I watched the Flickr acquisition announcement with interest this weekend. While I’m thrilled for all the Flickr team it got me thinking about the issue of fair disclosure and SEC regs – two things that are the bain of every communicators existence (at least those in public companies).
It appears that the announcement went something like this (thanks to Noel for his thoughts here…):
- endless gossip and rumor
- 3/20 – Yahoo confirms to CNET
- 3/20 – Flickr blog confirms purchase
- 3/21 – founder Jerry Yang confirms at PC Forum, $4k to attend
- 3/21, 8:33pm ET – WSJ Online reports on acquisition
- 3/21, 12:27am – Reuters report
In chatting to a few lawyers today, all agreed that neither CNet or Flickr meet the standards of fair disclosure or broad distribution as characterized by the SEC. PC Forum definitely doesn’t.
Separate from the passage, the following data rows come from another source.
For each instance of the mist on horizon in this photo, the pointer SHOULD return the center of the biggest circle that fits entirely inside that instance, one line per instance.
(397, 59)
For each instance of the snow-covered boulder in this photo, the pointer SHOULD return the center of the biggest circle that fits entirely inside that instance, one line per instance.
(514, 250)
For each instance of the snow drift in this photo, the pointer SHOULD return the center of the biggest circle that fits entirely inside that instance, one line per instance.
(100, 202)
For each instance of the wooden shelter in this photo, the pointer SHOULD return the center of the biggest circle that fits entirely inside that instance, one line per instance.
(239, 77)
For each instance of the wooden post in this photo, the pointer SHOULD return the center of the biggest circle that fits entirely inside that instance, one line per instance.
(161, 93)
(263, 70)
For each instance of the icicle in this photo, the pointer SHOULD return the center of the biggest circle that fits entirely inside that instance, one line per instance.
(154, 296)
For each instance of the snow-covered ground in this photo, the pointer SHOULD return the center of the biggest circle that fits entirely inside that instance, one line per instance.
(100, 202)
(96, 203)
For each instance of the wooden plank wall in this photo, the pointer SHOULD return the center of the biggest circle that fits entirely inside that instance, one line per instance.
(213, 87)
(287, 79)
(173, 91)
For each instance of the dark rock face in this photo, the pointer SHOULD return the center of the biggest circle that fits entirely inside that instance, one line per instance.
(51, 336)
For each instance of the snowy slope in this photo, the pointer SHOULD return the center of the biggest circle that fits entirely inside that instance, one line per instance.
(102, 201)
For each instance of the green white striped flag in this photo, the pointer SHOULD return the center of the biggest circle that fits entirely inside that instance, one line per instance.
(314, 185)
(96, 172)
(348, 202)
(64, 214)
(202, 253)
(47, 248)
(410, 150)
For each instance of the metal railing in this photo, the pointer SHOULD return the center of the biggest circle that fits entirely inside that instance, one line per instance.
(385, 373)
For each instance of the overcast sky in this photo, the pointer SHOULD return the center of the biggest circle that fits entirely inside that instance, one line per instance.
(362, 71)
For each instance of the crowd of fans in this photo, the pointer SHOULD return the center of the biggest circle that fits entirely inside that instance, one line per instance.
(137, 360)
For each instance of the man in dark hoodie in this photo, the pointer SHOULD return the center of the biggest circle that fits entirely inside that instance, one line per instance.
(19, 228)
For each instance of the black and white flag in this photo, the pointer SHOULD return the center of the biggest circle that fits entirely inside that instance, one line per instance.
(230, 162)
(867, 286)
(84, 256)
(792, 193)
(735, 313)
All also pointed out that perhaps Yahoo doesn’t regard this as a material announcement (or they don’t really have a deal yet – do you?) and therefore weren’t bothered about fair disclosure.
It would appear that Yahoo is pushing the boundaries of fair disclosure and transperancy with still no info on their web site for investors wanting to follow their "daring exploits". Which is a little bizzare given their announcement of Yahoo360 (which would seem of equal importance to shareholders).
The sooner blogs are regarded to represent fair disclosure the better. Perhaps then we might have seen more substantial comment from Yahoo – as a shareholder I really do want to hear from them on the acquisition. I can’t think of a format that better than blogs that combine democracy, informality and immediacy.
But to really deliver transparency and communicate effectively with constituents, companies need to look beyond blogs and technology events. Especially if they regard their brand to be substantial – as I am sure Yahoo does. This is where good old fashioned tools like press releases, web sites and wire services come into play. Not doing so leaves a large group in the dark.
Until Blogs are recognized as a vehicle for fair disclosure, I’m still wondering how Yahoo managed to skirt SEC regulations?